Signaling Mechanisms in Neuroendocrine Tumors as Targets for Therapy

Barbara Zarebczan 1, Herbert Chen 1
PMCID: PMC3011942  NIHMSID: NIHMS232745  PMID: 21095546

Abstract

Although neuroendocrine tumors are rare, the more common types such as gastrointestinal and pancreatic carcinoids, medullary thyroid cancers, and small cell lung cancers have been studied in detail over the last few years. Published data thus far indicates that multiple signaling pathways are involved in these cancers. Recent focus has been on developing novel therapeutics by targeting specific signaling pathways.

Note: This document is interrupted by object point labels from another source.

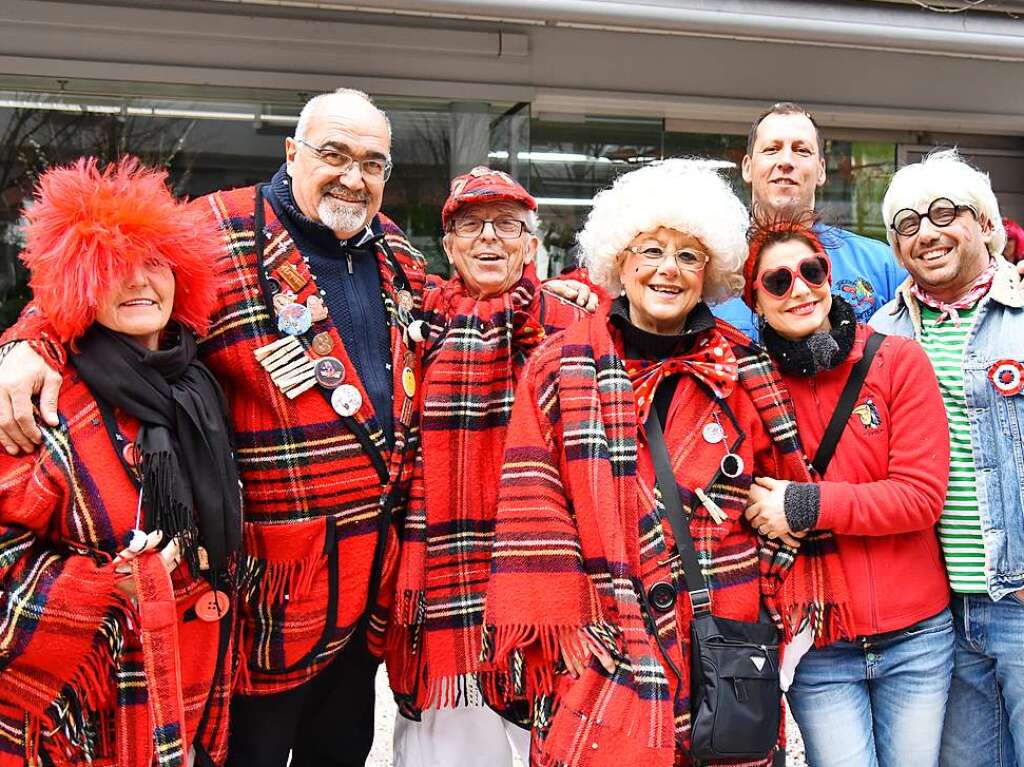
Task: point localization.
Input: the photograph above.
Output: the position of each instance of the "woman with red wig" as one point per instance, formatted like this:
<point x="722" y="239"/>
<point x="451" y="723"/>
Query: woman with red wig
<point x="119" y="539"/>
<point x="876" y="699"/>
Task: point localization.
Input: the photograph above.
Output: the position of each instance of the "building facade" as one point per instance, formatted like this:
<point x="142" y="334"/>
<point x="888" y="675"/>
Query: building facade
<point x="564" y="94"/>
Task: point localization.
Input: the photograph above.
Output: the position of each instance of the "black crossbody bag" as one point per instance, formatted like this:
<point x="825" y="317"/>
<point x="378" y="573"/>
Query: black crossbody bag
<point x="735" y="698"/>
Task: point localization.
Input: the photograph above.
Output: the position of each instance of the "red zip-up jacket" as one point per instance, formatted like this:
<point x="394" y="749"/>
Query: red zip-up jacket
<point x="884" y="489"/>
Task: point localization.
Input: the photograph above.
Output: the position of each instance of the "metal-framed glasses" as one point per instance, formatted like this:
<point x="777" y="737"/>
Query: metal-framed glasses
<point x="686" y="259"/>
<point x="941" y="212"/>
<point x="373" y="167"/>
<point x="506" y="227"/>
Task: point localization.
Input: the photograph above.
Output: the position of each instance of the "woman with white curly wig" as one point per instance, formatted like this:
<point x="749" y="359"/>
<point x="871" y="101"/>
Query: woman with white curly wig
<point x="588" y="614"/>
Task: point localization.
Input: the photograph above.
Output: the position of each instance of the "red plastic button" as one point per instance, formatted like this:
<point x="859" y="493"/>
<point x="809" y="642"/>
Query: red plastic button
<point x="212" y="606"/>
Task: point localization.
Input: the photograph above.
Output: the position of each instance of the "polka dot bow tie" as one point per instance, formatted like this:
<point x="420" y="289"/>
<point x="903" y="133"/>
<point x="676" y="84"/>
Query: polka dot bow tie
<point x="711" y="360"/>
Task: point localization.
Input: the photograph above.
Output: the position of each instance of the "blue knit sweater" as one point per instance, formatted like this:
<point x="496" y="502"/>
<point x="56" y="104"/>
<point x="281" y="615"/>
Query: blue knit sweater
<point x="354" y="300"/>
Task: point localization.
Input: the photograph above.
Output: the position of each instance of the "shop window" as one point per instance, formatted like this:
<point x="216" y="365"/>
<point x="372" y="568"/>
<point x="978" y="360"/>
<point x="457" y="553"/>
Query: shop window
<point x="211" y="145"/>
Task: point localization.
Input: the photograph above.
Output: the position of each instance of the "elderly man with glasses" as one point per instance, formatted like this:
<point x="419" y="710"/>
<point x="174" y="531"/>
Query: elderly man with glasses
<point x="310" y="341"/>
<point x="965" y="304"/>
<point x="483" y="323"/>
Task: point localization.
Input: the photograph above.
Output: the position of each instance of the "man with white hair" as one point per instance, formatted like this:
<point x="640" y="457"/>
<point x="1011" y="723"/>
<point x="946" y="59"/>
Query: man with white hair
<point x="965" y="304"/>
<point x="784" y="166"/>
<point x="311" y="342"/>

This paper will detail several of the signaling mechanisms that have been discovered to play a role in the development and progression of neuroendocrine tumors. The therapeutic options developed to address the various pathways, including their specific mechanisms of actions will also be discussed.

Keywords: neuroendocrine tumor, carcinoid, medullary thyroid cancer, signaling pathways

Introduction

Neuroendocrine tumors (NETs) are rare, with an incidence of two to five per 100,000 people (1). These tumors are known to secrete hormones such as 5-hydroxytryptamine (serotonin (5-HT)), chromogranin A, neuron-specific enolase (NSE), and synaptophysin. These hormones can cause debilitating symptoms of carcinoid syndrome in patients with neuroendocrine malignancies, such as flushing, diarrhea, heart palpitations, and congestive heart failure. NETs also frequently metastasize to the liver long before they are diagnosed making curative resection unlikely. Unfortunately, traditional methods of cancer treatment, such as chemotherapy, have not been successful in the treatment of neuroendocrine tumors. Therefore, it is imperative that new therapies targeting the signaling pathways involved in neuroendocrine tumors are developed.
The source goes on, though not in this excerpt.